El apartamento del profesor Jérôme Frost de la Rue des Saints Pères en el sexto
arrondissement
se encuentra en la tercera planta de un edificio restaurado del siglo XIX, cuyo cuadrado patio interior el propietario ha convertido en un jardín zen. La gravilla clara forma líneas onduladas y en el centro crece un nogal.

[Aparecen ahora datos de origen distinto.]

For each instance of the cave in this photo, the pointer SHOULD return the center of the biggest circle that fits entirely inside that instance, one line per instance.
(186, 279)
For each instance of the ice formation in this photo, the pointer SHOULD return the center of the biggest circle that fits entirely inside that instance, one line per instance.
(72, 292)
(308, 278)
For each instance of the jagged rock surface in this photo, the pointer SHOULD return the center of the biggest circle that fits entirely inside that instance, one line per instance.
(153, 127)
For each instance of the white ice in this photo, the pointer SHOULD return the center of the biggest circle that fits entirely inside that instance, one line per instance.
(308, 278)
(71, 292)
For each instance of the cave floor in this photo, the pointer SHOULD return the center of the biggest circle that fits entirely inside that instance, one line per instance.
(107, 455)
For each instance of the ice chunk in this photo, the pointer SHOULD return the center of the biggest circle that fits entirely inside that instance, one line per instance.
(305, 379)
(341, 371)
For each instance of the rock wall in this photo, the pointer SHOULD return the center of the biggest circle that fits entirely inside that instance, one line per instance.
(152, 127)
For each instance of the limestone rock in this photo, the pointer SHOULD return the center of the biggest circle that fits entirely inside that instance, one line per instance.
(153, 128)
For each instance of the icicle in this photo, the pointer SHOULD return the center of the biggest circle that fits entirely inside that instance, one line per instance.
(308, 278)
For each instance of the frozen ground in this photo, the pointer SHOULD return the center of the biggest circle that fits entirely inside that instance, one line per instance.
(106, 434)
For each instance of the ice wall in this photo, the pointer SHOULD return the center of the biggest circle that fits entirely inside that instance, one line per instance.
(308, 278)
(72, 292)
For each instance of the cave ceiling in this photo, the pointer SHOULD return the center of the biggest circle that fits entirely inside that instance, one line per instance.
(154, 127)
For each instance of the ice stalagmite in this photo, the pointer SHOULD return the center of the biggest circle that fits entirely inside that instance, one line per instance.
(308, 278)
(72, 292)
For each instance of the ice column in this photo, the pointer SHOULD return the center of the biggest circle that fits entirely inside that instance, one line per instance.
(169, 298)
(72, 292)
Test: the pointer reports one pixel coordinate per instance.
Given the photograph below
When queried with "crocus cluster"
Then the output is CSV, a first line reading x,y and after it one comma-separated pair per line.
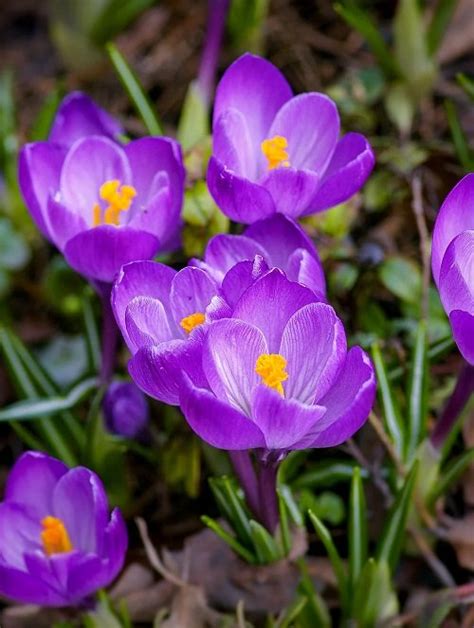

A través de la alta ventana, la inspectora Irene Lejeune contempla las ramas retorcidas, el viento agita las suaves hojas verdes. Un rayo de sol ilumina los tejados de ladrillos y se quiebra en el pequeño estanque donde flotan hojas de nenúfares. «Muy bonito.» Quizás el sábado por la mañana, de pie en el mismo lugar, Jérôme Frost todavía disfrutaba de la tranquilidad. La jornada de trabajo que le esperaba lo alegró, porque su trabajo lo satisfacía, definía su vida y la completaba. «Tal vez era una persona feliz.» No hubiera sospechado que se trataba de su último día de trabajo. Tras ver el apartamento amueblado con gusto y el entorno culto, a Lejeune la profanación de su cadáver le parece aún más cruel. La imagen de la diminuta cabeza de rata dispuesta encima del cuerpo del profesor Frost, los ojos rojos, se desliza como una diapositiva ante sus ojos.